First released back in May of 2008, the first of Doug Bradley’s ‘Spine Chillers’ audiobooks took the form of a DVD video of the H.P. Lovecraft story ‘The Outsiders’ (1926).  The idea for an audiobook with an added visual element was born out of Bradley’s thoughts surrounding the lack of progression in the audio format whilst recording the audiobook for Clive Baker’s ‘Mr B. Gone’ (2007).  The end result is a spoken word presentation of Lovecraft’s short story, with visual imagery accompanying the audio track, such as illustrative pictures and brief computer generated animations.

DLS Synopsis:
He has been alone for so long, he can no longer recall anyone else.  His memories of how he came to be in this godforsaken castle have long since perished.  He has no recollection of who he is, where he might be, or any attribution towards his past.  He is truly alone and that is all that he can remember.
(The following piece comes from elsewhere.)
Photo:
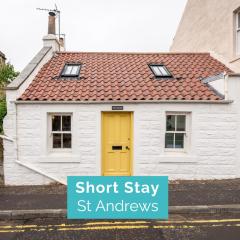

His surroundings are equally as bleak and foreboding.  No natural light can be seen anywhere in the gloomy castle where he spends the entirety of his existence.  His only knowledge of life outside of the vast stone walls of this castle is through the many books that line the inner castle walls.  Outside, amongst the vast forest of aged trees, a great tower can be seen extending upwards, out of the clawing canopy of the overbearing treeline.

And now, when he feels he can no longer take this never-ending depressive solitude, he decides to attempt to climb the colossal tower – or die trying.  Inside, after the spiralling stone staircase comes to an abrupt end, he has no option but to climb the remaining distance using footholds and gaps in the stone walls.  Eventually he makes it to the top of the tower.  His head pressed against the stone ceiling that with effort shifts, allowing him to clamber up into the room beyond.

And here, with the brilliant glare of the moon shining in through the gated break in the stone way, he finally feels natural light upon his body.  But upon looking out into the world outside, a terrible understanding of his previous existence will come crashing down upon him.  For he is and always has been an outsider...

DLS Review:
Lovecraft’s short ‘The Outsider’ is certainly an atmospheric one.  The story is told in the first-person perspective of this tragic individual, a veritable prisoner in the dark depths of a lonely castle.  Lovecraft paints a vivid picture of this isolated existence, with a wealth of emphasis put towards the sheer gloominess of the man’s lifelong prison.

His desperate climb up the inner-walls of the tower brings back memories of the dark struggles of the prisoner in Edgar Allan Poe’s ‘The Pit And The Pendulum’ (1842).  Indeed, once our narrator finally makes it to the stone ceiling of tower, the relief at forcing his way through the trapdoor is almost palpable.  His joy at finally reaching natural light one that instantly washes over the listener.

As the story continues it throws a number of twists at the reader that, although impactful in their delivery, are not wholly unpredictable for a piece of Lovecraftian fiction.  However, the ever-present atmosphere of utter desperation along with the dreamlike progression of this unnerving tale keeps the listener hanging on every single word spoken.

Doug Bradley’s chilling vocal tones bring this story to a whole new haunting life.  His voice seems to encapsulate the maddening confusion of our narrating character, his desperate innocence at his life-long incarceration and his overwhelming rejoicing at finally, after so many years, stepping out into the natural light of a world outside.

The imagery that accompanies Doug Bradley’s telling of the story is predominantly that of bold ‘graphic novel’ style illustrations that slowly move across the screen, bringing visual imagery to the already powerfully descriptive storyline.  Although this seems to work moderately well with the storyline, merely adding another successful element to the presentation, it is somewhat let down by a small number of pretty shoddy computer-generated animations. 

However, Bradley’s spine-chilling tones are always there to keep the mood and the atmosphere of the story where it should be.  And as the tale draws closer to its down beaten and depressingly bleak conclusion, Bradley manages to masterfully capture the utter surrender of our narrator in the slowly descending pitch of his voice.

Put quite frankly, this is one hell of a darkly atmospheric and truly fitting adaptation of one of Lovecraft’s most depressingly bleak stories.  It’s an absolute masterclass in powerfully vivid storytelling.

As well as the main DVD presentation, the DVD disc also includes additional audio versions for burning to CD, putting on a PC or converting to mp3 format, as well as an mpeg4 version which can be watched on any mobile device (all of which is explained in a brief note from Doug Bradley which can be found in a Word document on the disc). 

The audiobook lasts for a total of 16 minutes and 28 seconds.